I was trying to convert one of the columns (X.2) of my data frame (frost) from factor to numeric. When I try only X.2 instead of frost$X.2 it seems to work but when I ask str(frost) the column is still a factor.

frost=read.csv2("Database_REL_Umea_aktuell.csv")
frost

as.numeric(as.character(frost$X.2))
[1] NA NA NA NA NA NA NA NA NA NA NA NA NA NA NA NA NA NA NA NA NA NA NA NA NA NA NA
 [28] NA NA NA NA NA NA NA NA NA NA NA NA NA NA NA NA NA NA NA NA NA NA NA NA NA NA NA
 [55] NA NA NA NA NA NA NA NA NA NA NA NA NA NA NA NA NA NA NA NA NA NA NA NA NA NA NA
 [82] NA NA NA NA NA NA NA NA NA NA NA NA NA NA NA NA NA NA NA NA NA NA NA NA NA NA NA
[109] NA NA NA NA NA NA NA NA NA NA NA NA NA NA NA NA NA NA NA NA NA NA NA NA NA NA NA
[136] NA NA
Warning message:
NAs introduced by coercion

str(frost)

'data.frame':   137 obs. of  6 variables:
 $ Database.frost.damage.Umea: Factor w/ 7 levels "","Hylocomium splendens (HS)",..: 1 5 3 3 3 3 3 3 3 3 ...
 $ X                         : Factor w/ 5 levels "","C","SR1","SR10",..: 1 5 4 4 4 4 4 4 4 4 ...
 $ X.1                       : Factor w/ 11 levels "","C-1","C-2",..: 1 5 9 9 9 10 10 10 11 11 ...
 $ X.2                       : Factor w/ 136 levels "","0,012573",..: 1 136 110 99 129 105 82 112 94 69 ...
 $ X.3                       : Factor w/ 5 levels "","a","b","c",..: 1 5 2 3 4 2 3 4 2 3 ...
 $ X.4                       : logi  NA NA NA NA NA NA ...

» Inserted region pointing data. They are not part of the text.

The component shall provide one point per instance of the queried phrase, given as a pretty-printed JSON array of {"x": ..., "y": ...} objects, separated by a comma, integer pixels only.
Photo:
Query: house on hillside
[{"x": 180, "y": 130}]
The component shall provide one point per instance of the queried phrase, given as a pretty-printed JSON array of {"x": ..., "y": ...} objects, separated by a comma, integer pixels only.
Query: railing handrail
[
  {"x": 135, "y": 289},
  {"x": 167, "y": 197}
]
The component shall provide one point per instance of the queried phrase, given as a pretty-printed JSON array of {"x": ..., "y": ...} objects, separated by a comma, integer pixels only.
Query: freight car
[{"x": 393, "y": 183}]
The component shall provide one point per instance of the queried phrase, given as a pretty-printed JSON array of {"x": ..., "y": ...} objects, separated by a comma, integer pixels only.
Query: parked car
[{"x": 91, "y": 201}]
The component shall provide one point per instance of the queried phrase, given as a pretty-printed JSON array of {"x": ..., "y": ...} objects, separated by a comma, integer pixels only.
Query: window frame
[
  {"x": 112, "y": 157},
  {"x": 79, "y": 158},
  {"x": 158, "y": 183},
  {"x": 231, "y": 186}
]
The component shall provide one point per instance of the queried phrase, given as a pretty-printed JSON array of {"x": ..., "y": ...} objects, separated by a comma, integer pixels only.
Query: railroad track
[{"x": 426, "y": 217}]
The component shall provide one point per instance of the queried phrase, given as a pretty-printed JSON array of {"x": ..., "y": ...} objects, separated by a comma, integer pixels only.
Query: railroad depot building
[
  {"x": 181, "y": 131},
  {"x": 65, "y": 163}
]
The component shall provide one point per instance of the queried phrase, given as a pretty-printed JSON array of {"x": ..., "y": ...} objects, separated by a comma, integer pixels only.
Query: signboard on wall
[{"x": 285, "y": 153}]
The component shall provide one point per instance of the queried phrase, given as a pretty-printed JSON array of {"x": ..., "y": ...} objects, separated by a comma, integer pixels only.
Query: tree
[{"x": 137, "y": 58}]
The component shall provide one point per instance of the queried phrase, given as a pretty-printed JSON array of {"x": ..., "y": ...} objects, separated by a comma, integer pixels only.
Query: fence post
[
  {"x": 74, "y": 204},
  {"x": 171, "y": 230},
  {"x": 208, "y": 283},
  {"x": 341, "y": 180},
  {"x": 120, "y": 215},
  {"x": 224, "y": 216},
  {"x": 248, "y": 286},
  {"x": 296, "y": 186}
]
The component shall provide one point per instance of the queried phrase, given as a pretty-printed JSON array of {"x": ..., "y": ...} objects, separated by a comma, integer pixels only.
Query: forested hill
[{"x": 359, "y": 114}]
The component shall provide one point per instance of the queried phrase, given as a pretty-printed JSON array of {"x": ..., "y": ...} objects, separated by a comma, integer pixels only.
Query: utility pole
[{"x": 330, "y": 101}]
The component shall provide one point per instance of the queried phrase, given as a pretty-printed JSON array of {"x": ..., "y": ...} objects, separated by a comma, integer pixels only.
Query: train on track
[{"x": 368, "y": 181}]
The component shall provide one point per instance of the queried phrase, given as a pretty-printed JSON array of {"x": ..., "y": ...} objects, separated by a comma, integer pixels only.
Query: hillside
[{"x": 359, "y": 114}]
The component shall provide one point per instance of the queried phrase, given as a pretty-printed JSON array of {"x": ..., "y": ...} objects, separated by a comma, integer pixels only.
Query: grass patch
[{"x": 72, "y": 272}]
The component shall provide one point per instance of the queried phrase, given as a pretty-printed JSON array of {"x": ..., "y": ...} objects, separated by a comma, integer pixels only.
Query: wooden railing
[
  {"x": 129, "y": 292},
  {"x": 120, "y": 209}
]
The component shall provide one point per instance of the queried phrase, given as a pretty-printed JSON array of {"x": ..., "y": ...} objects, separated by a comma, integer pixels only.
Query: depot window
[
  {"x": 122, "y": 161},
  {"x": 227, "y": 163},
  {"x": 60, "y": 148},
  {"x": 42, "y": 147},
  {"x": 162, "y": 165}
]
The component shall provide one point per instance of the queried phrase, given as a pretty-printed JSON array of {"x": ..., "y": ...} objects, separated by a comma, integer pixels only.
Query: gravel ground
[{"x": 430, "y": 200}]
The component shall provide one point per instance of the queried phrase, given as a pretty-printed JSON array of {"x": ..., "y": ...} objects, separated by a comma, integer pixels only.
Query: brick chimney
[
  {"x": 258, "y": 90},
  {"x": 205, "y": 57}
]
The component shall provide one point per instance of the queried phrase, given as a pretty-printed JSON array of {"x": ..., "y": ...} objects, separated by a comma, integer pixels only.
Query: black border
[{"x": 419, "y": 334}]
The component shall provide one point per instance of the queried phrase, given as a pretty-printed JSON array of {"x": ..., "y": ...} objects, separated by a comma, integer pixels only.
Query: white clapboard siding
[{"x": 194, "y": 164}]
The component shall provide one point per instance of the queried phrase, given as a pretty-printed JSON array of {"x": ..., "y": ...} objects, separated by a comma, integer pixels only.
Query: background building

Does anyone no why it wouldn't work? Thanks for the help!

Andrew Savinykh
  • 25,351
  • 17
  • 103
  • 158
  • 1
    Welcome to StackOverflow! Please read the info about [how to ask a good question](http://stackoverflow.com/help/how-to-ask) and how to produce a [minimal reproducible example](http://stackoverflow.com/questions/5963269/how-to-make-a-great-r-reproducible-example/5963610#5963610). This will make it much easier for others to help you. – Jaap Jun 25 '14 at 16:07
  • 2
    Why not use `stringsAsFactors = FALSE` in your call to `read.csv2`? Furthermore, if the column was really numeric, R would have read it as numeric. This leads me to believe you have non numeric values in that column. There is no reason to have to do this if the data is read into R correctly. – Rich Scriven Jun 25 '14 at 16:20
  • Use `dec = ","` when you read the data. – Roman Luštrik Jun 25 '14 at 17:32
  • @RomanLuštrik , `read.csv2()` should have taken care of that. – Ben Bolker Jun 25 '14 at 17:36
  • @BenBolker good point. Something funky is going on then. – Roman Luštrik Jun 25 '14 at 18:07
  • use the answers from http://stackoverflow.com/questions/15236440/as-numeric-with-comma-decimal-separators to convert to numeric, then take a look at the original values of the elements that got converted to `NA`. – Ben Bolker Jun 25 '14 at 18:19
  • Can you please provide the output of `frost$X.2` ? – David Arenburg Jun 27 '14 at 06:00

1 Answers1

0

When you type this,

as.numeric(as.character(frost$X.2))

It doesn't change anything in the data frame, it just prints it on screen.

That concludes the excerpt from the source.